Just as it would be wrong for a married person to behave as though they were single, so it is unthinkable, once we have committed ourselves to Christ, to suppose that sin does not matter. Paul makes that emphatic after he asks the hypothetical question, “Should we continue in sin in order that grace may abound?” His answer: “By no means!” The words in Greek are far more emphatic: Me genoito! Various translations have rendered it in different ways: “Of course not!” “I should hope not!” “Certainly not!” “Never!” “No, no!” the New English Bible puts it. Or as J.B. Phillips translates it, “What a ghastly thought!” In every case the words are followed by an exclamation mark. The short story is that Paul could not be more unequivocal. Even to entertain the thought that sin could be consistent with life in Christ is anathema.

A third thing to remember and related to this is that what Paul is writing about is a life-long process. This is implicit in his use of the word “walk” in verse 4. Think too of Jesus’ parables of the kingdom that we have been hearing in our Gospel readings in recent weeks. They all have to do with process, with growth: seeds coming to life in the soil and eventually producing grain in abundance, a tiny measure of yeast in a lump of dough causing it to rise into a loaf of bread, a mustard seed growing into a bush big enough that birds can nest in its branches.

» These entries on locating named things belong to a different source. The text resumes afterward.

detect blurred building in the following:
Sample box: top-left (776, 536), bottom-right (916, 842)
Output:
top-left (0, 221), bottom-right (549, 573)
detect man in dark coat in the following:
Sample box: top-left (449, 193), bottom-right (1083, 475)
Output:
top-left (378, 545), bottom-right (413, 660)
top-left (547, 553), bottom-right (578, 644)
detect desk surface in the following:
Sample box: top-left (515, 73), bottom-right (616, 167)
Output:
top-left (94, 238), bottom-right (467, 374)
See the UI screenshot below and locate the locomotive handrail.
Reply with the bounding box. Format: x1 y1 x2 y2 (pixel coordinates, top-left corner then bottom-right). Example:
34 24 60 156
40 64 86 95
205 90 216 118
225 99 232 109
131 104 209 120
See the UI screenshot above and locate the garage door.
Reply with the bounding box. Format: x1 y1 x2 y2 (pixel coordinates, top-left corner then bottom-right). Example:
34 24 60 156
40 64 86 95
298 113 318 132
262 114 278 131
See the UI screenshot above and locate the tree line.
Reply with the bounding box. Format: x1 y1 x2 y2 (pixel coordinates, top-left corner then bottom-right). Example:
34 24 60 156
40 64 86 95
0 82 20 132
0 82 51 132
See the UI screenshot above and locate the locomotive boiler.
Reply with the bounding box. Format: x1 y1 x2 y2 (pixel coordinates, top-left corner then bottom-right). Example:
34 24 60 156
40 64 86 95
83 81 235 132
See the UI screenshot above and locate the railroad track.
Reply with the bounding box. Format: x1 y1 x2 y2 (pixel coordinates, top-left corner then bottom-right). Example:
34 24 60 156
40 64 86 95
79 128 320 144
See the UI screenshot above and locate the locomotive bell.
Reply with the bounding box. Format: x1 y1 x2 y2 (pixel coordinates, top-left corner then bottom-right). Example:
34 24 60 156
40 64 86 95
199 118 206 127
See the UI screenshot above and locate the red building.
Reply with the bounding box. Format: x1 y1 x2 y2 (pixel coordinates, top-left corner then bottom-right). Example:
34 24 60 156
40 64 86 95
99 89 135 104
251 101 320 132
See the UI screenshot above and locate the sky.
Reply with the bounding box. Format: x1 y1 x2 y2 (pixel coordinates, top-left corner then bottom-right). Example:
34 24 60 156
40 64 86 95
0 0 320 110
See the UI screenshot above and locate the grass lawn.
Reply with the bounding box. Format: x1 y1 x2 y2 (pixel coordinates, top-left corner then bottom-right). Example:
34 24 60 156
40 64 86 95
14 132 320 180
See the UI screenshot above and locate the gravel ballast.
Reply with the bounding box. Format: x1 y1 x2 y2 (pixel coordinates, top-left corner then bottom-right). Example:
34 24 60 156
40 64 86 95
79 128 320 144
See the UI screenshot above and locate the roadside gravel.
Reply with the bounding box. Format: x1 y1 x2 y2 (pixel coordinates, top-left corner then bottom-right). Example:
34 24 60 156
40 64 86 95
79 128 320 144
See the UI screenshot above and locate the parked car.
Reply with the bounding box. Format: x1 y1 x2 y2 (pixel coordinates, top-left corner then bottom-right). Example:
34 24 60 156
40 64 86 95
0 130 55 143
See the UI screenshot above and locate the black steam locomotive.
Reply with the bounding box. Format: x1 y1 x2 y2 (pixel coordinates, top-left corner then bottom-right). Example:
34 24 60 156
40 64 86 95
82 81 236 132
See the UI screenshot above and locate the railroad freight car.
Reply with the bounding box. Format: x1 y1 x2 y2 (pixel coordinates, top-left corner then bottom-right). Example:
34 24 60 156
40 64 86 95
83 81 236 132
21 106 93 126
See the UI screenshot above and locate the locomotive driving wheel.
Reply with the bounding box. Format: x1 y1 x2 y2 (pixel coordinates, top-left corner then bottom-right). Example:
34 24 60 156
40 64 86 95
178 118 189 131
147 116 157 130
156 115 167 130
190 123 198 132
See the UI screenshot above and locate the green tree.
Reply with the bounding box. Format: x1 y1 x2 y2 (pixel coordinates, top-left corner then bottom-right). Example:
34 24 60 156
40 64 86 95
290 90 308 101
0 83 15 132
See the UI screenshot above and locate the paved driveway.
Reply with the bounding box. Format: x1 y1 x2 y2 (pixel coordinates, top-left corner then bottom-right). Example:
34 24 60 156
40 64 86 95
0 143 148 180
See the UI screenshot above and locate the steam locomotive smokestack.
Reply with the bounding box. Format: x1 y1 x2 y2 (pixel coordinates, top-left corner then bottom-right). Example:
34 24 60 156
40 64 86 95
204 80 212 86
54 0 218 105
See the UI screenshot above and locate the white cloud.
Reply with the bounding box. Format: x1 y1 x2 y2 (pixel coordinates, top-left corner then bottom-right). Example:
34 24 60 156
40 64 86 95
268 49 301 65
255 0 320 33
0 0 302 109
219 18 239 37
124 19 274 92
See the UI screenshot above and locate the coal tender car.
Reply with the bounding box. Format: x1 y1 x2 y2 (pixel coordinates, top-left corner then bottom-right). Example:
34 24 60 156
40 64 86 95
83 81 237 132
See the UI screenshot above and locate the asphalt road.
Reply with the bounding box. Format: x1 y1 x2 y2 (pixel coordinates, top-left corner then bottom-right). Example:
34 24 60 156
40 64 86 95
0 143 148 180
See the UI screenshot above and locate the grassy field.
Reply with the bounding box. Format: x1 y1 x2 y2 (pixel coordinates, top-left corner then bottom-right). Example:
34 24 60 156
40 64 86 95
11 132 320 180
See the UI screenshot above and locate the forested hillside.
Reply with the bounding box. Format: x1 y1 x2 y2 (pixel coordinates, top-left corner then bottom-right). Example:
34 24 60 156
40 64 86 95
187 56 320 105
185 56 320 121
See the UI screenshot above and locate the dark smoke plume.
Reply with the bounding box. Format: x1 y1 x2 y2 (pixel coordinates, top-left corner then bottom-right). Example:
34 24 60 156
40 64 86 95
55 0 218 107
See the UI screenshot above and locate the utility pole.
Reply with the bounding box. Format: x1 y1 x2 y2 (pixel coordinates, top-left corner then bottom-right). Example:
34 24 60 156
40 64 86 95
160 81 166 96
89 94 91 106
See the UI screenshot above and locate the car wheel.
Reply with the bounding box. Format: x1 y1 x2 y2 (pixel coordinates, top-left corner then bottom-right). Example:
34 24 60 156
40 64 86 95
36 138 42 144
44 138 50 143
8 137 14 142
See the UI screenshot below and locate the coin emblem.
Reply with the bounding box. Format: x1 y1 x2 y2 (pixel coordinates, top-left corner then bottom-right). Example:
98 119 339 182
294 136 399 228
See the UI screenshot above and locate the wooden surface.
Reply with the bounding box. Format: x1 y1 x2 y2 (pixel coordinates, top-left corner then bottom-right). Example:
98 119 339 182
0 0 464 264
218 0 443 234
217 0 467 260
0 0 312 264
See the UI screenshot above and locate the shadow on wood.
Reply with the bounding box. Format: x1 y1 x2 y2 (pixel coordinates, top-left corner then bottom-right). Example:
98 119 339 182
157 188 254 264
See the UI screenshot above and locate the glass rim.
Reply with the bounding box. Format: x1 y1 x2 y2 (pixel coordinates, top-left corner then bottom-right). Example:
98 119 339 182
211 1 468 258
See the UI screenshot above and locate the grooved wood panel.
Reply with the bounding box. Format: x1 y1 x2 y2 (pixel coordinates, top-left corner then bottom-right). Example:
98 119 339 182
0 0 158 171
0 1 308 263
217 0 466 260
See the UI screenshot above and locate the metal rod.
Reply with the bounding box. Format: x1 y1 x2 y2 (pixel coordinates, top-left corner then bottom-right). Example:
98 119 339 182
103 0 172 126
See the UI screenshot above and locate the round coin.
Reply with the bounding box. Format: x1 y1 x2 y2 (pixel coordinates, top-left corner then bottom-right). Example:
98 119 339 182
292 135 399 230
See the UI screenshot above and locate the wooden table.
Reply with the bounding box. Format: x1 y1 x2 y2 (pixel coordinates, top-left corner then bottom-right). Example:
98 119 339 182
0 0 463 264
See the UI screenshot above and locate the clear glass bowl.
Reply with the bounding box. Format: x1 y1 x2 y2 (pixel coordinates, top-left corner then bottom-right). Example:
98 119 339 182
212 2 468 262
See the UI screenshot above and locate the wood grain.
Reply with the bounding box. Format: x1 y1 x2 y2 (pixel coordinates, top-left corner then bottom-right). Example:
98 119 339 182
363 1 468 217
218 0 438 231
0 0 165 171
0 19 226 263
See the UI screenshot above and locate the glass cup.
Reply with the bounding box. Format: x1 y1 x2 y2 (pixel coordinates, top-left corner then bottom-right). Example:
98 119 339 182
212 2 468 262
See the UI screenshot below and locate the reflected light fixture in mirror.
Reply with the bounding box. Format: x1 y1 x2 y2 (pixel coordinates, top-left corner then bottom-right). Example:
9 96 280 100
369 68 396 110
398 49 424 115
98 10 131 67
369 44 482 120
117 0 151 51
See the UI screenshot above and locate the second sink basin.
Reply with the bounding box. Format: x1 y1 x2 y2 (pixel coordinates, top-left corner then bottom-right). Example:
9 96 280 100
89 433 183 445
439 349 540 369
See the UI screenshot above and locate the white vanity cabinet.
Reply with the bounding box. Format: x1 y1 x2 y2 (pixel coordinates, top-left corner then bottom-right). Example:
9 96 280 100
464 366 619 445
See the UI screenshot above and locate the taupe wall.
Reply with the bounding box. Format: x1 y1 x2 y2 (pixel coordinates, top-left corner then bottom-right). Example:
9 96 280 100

That process is not always uniform. In fact it is rarely so. We all have our ups and downs in the life of discipleship. There may even be occasions when we mess up royally. But do we not revel in them? Do we celebrate them? No, we repent and return to the Lord.

And that brings me to the fourth aspect of baptism. While we are baptized as individuals, baptism ushers us into a community. Think back to what we say together in this church when a candidate is baptized. “We receive you into the household of God…” Paul’s words in this passage are not in the singular but in the plural. “We have been buried with him by baptism into death…” “We have been united with him in a death like his…” “We know that our old self was crucified with him…” We’re not playing singles tennis here. We’re part of a team. And when we stumble and fall there are others who are there to tend our wounds, to help us to our feet and to get us back onto the field again. Think again of what the congregation promises at every baptism:

Will you who witness these vows do all in your power to support these persons in their life in Christ?
We will.

The Promise


“Dead to sin and alive to God in Christ Jesus”: a benefit, a commitment, a process. And it is also a promise. For while we will never make it in this life, never even get anywhere near, we walk towards the day when we will indeed be dead to sin, when we will be fully alive in Christ. Our walk, the process that was set into motion at our baptism, has a destination. “Beloved,” wrote the aged apostle John, “we are God’s children now; what we will be has not yet been revealed. What we do know is this: when he is revealed, we will be like him, for we will see him as he is” (1 John 3:2). May God keep each one of us faithful along the journey.